Unfortunately, all the preceding methods fail when the data are not wide aperture or when measurements along both axes are not available. This is often the case with VSP and cross-well experiments.
I show in this paper how to obtain the elastic constants that control P- and SV-wave propagation in TI media from limited aperture traveltimes, either from VSP or from cross-well geometries. I start by fitting the traveltimes for P- and SV-waves with elliptical time-distance relations near a single axis (either vertical or horizontal). The result is four velocities: two based on the time-of-arrival and distance along a symmetry axis (the direct velocities) and two based on the differential traveltime and differential distance as the direction is perturbed (the normal moveout velocities). These four elliptical parameters are used to solve analytically a system of four equations and four unknown elastic constants. Since the procedure is based on fitting the data with elliptical velocity models, it is exact when estimating elastic constants from SH-wave traveltimes.
The data aperture is constrained in two different ways. First, it should not be too small to ensure that there is enough curvature to estimate the normal moveout velocities. Second, it should not be too wide to ensure that the elliptical fit remains accurate for the given wave type. I show in this paper that there is an intermediate range of ray angles that satisfy these two requirements when estimating elastic constants from either VSP or cross-well geometries.
The calculations presented here are valid for homogeneous media. When the model is heterogeneous, it can be described as a superposition of homogeneous regions, and the elliptical parameters needed at each region can be estimated tomographically, as explained by Michelena et al. (1992) and Michelena (1992a). Once the elliptical parameters at each cell are estimated, the procedure developed here for homogeneous media can be applied at each cell to obtain 2-D maps of elastic constants.
The equations I use in this paper to transform elastic constants into elliptical parameters (forward mapping) are not new. They are the same as the ones summarized by Muir (1990b), which can also be found in Levin (1979) and Levin (1980).
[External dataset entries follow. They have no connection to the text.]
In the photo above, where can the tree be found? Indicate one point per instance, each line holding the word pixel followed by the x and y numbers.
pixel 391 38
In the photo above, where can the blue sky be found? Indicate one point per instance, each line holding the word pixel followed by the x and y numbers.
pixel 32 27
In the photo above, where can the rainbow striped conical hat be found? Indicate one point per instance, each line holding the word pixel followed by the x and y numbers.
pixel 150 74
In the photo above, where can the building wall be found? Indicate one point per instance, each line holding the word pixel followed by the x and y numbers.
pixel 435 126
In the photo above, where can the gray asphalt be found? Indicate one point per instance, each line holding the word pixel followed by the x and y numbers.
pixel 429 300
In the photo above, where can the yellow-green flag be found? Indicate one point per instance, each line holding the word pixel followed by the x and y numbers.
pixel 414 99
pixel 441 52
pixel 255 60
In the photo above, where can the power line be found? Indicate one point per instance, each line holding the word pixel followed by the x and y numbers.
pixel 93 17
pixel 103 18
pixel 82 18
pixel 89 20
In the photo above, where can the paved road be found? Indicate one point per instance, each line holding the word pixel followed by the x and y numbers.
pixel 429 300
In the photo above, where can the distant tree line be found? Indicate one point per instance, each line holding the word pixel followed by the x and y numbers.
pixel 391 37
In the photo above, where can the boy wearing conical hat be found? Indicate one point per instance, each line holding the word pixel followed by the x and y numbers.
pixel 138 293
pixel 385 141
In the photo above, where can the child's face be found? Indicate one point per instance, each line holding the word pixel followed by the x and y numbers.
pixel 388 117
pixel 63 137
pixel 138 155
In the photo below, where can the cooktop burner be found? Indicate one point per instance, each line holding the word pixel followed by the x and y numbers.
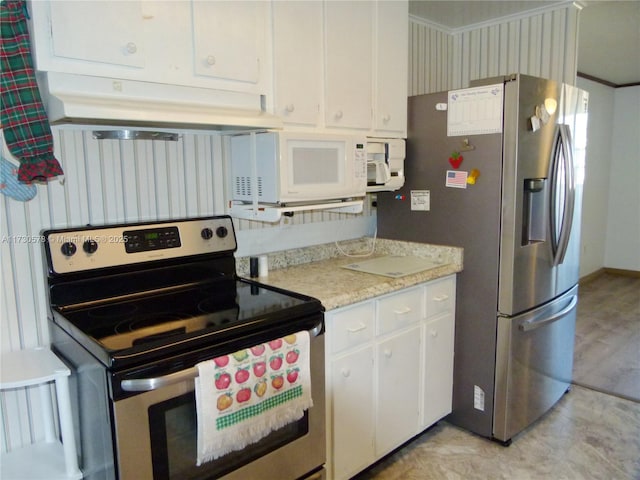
pixel 162 318
pixel 137 294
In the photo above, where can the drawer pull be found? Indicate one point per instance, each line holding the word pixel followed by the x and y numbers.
pixel 402 311
pixel 360 327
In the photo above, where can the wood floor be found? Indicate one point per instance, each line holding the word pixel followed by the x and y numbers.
pixel 607 347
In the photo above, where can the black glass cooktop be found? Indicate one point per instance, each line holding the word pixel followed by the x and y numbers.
pixel 171 316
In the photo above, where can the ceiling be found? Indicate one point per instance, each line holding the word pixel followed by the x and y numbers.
pixel 609 31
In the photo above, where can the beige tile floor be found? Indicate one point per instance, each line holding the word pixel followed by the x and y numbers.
pixel 587 435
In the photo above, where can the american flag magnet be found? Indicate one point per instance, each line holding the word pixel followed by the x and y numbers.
pixel 456 179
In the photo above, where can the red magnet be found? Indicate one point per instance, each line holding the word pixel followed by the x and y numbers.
pixel 455 160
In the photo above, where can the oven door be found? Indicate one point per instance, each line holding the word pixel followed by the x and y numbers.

What is new is the simultaneous solution of these equations near each axis to obtain elastic constants as a function of elliptical parameters (inverse mapping).
I start by rederiving the basic equations of the forward mapping from the expression of P- and SV-wave phase velocities in TI media. The calculations are done near both the horizontal and the vertical axes. Then, using these expressions, I solve the inverse mapping analytically. The final section illustrates the use of the technique when estimating the elastic constants of a homogeneous medium from impulse responses sampled near either the vertical axis or the horizontal axis, to simulate VSP and cross-well configurations, respectively.